В 1915-м — как раз в момент выхода Каннегисера в литературный свет с первыми публикациями — Паллада обрушивает на Леню (ей — тридцать, ему — девятнадцать) все свое неистовство. Частые встречи, ежедневная переписка, посвящение в интим. Она использует любой повод, чтобы занять его внимание, иногда просто просит прислать папирос, да и повода не нужно. Ее распирают, раздирают страсти, пишет крупно, размашисто, перебегая на конверты, когда не хватает бумаги. «Целую куда попало». «На вернисаже футуристов. Буду искать Вас… Письмо запоздало, теряет значение». «Плачу без тебя» («тебя» зачеркнуто, но так, чтоб видно было).

«Я не могу жить без выдумки, Леня, не могу жить без мечты и страсти, а люди должны мне помогать в этом, иначе я не верю в свои силы… Леня, я умираю, я умираю. Я все пороги обегала, сколько рук я жала, сколько глаз я заставляла опуститься — встречаясь с моими, в слезах. Есть люди все сплоченные одной злобой и презрением ко мне, все мои враги. Ухожу с подмостков после испробования всех видов борьбы за существование…»

Другое письмо:

«Есть тысяча способов добиться любви женщины и ни одного, чтобы отказаться от нее. А про меня! Есть миллионы способов заставить забыть ее и ни одного, чтобы она полюбила.

Да, я аскетка и, если бы не мое здоровье, я бы одела власяницу. Вот уже три месяца Паллада не сексуальничает и не будет до смерти или — что еще! — до огромной постельной любви!..»

Тут же фотография: «Милому Ломаке — от такой же». И рядом — листок со стихами, посвященными — не ему ли?

Картавый голос, полный лени, Остроты, шутки и детский смех, Отменно злой — в упорном мщеньи, Спортсмен всех чувственных утех… Привычный маникюр изящных рук И шелк носков — все, все ласкает глаз… Моя любовь одна с волшебством мук, И с вами пуст — любви иконостас.

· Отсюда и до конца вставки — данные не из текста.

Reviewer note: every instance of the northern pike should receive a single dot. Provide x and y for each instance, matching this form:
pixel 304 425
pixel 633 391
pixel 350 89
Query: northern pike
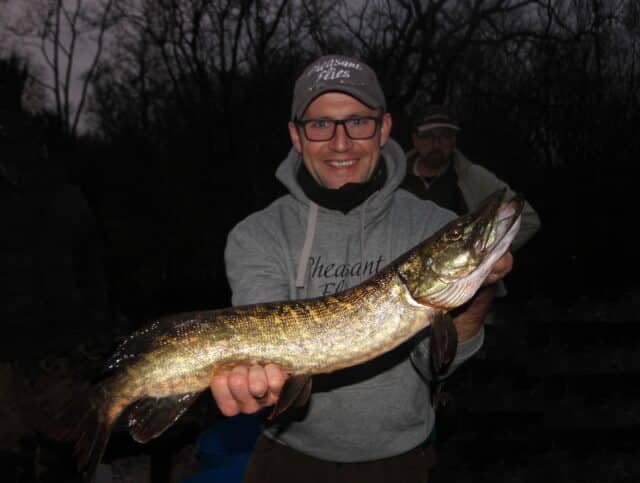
pixel 157 372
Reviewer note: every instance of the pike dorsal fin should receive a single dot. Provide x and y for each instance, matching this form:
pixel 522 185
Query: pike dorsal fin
pixel 150 417
pixel 296 392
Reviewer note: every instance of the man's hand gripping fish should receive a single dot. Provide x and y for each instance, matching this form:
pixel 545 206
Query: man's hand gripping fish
pixel 159 371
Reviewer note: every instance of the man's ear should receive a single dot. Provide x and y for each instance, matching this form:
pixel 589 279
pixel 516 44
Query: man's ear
pixel 385 128
pixel 294 134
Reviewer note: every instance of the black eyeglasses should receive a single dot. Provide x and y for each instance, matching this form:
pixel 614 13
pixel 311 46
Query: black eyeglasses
pixel 357 128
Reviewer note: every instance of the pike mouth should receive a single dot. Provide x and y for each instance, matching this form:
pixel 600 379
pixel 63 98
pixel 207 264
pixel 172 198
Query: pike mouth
pixel 499 235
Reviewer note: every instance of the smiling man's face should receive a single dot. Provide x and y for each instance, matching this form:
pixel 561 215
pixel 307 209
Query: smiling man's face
pixel 340 160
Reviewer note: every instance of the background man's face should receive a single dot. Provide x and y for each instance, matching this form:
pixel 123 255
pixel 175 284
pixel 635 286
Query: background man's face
pixel 340 160
pixel 435 145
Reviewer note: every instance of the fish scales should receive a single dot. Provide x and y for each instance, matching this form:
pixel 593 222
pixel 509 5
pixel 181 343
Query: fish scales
pixel 159 370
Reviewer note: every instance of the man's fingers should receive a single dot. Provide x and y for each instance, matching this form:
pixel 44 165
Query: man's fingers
pixel 258 384
pixel 500 269
pixel 222 395
pixel 276 378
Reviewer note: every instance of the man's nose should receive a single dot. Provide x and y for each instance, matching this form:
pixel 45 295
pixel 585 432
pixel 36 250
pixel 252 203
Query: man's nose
pixel 341 140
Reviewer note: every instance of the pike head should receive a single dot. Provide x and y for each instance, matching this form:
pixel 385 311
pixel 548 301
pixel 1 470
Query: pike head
pixel 448 268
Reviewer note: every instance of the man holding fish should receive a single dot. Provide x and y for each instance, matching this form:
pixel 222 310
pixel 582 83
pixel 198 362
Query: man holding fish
pixel 344 218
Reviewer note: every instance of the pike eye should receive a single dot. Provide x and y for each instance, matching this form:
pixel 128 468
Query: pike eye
pixel 455 235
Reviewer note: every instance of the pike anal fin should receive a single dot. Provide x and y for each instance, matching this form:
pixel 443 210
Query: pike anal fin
pixel 296 392
pixel 150 417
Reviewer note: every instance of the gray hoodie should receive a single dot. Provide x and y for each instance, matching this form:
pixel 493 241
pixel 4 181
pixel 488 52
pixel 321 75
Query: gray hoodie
pixel 295 249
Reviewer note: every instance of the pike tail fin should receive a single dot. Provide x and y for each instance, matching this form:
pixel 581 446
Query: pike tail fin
pixel 87 420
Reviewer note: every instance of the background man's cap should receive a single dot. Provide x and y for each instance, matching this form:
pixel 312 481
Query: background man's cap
pixel 433 117
pixel 336 73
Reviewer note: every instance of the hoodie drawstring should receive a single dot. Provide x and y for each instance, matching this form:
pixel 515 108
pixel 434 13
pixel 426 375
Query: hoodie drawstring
pixel 362 227
pixel 312 219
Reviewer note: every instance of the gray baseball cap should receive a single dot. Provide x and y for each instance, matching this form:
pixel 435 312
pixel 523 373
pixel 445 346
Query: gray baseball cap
pixel 432 117
pixel 337 73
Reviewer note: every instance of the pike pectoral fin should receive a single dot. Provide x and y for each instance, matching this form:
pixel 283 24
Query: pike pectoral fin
pixel 443 344
pixel 150 417
pixel 296 392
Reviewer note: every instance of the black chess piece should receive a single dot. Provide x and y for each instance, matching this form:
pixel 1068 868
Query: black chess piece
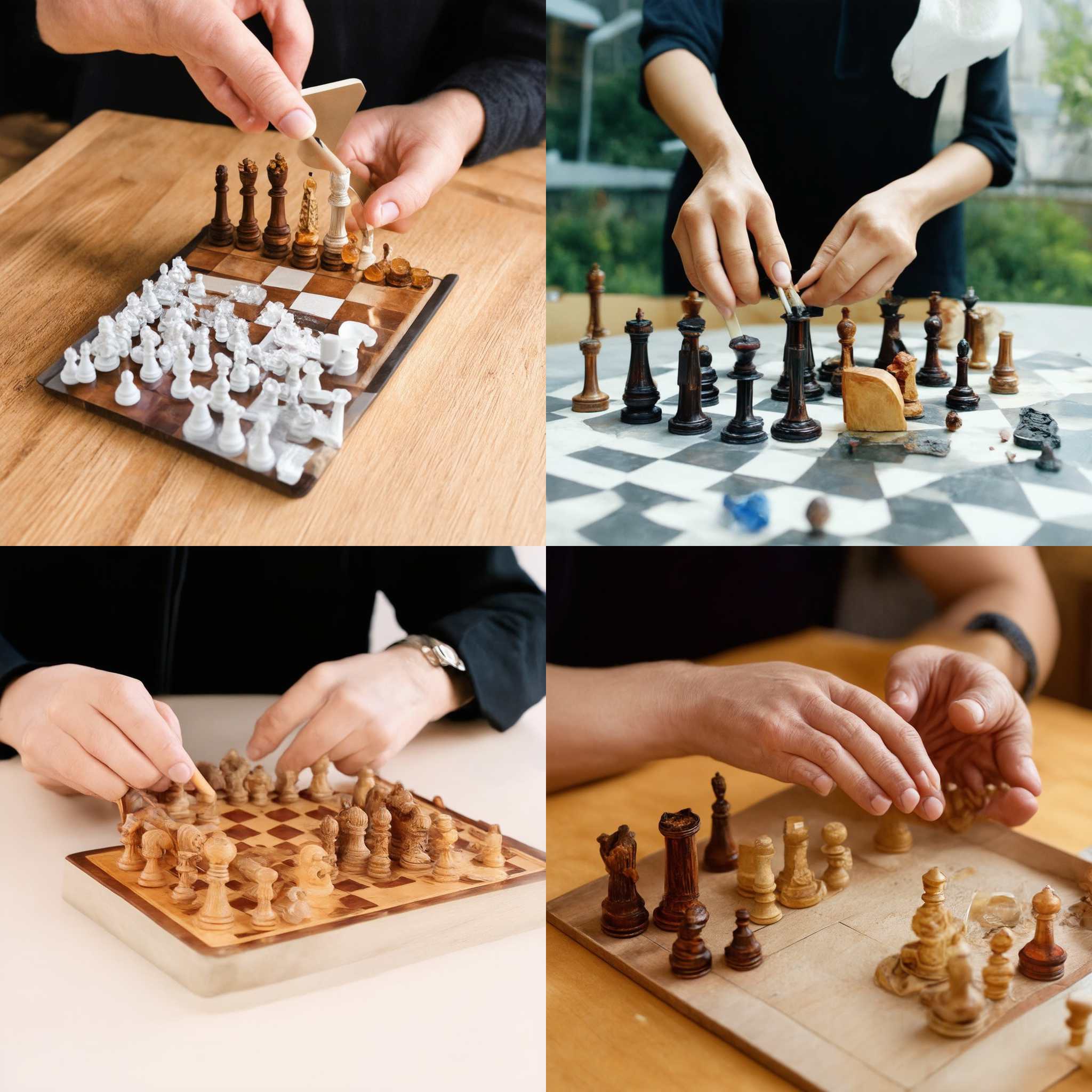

Кстати сказать, революционеры на счету Паллады случались и раньше. Есть свидетельство, что в 1904-м, накануне покушения на министра внутренних дел царского правительства Плеве, Паллада отдалась его убийце — Егору Сазонову. От этого сладкого мгновенья родились близнецы — Орест и Эраст. Ей было тогда семнадцать лет. Если это правда (мальчики-то были!), а не слух, распущенный, быть может, самой Палладой, то преемственность террористов на ее ложе поистине роковая.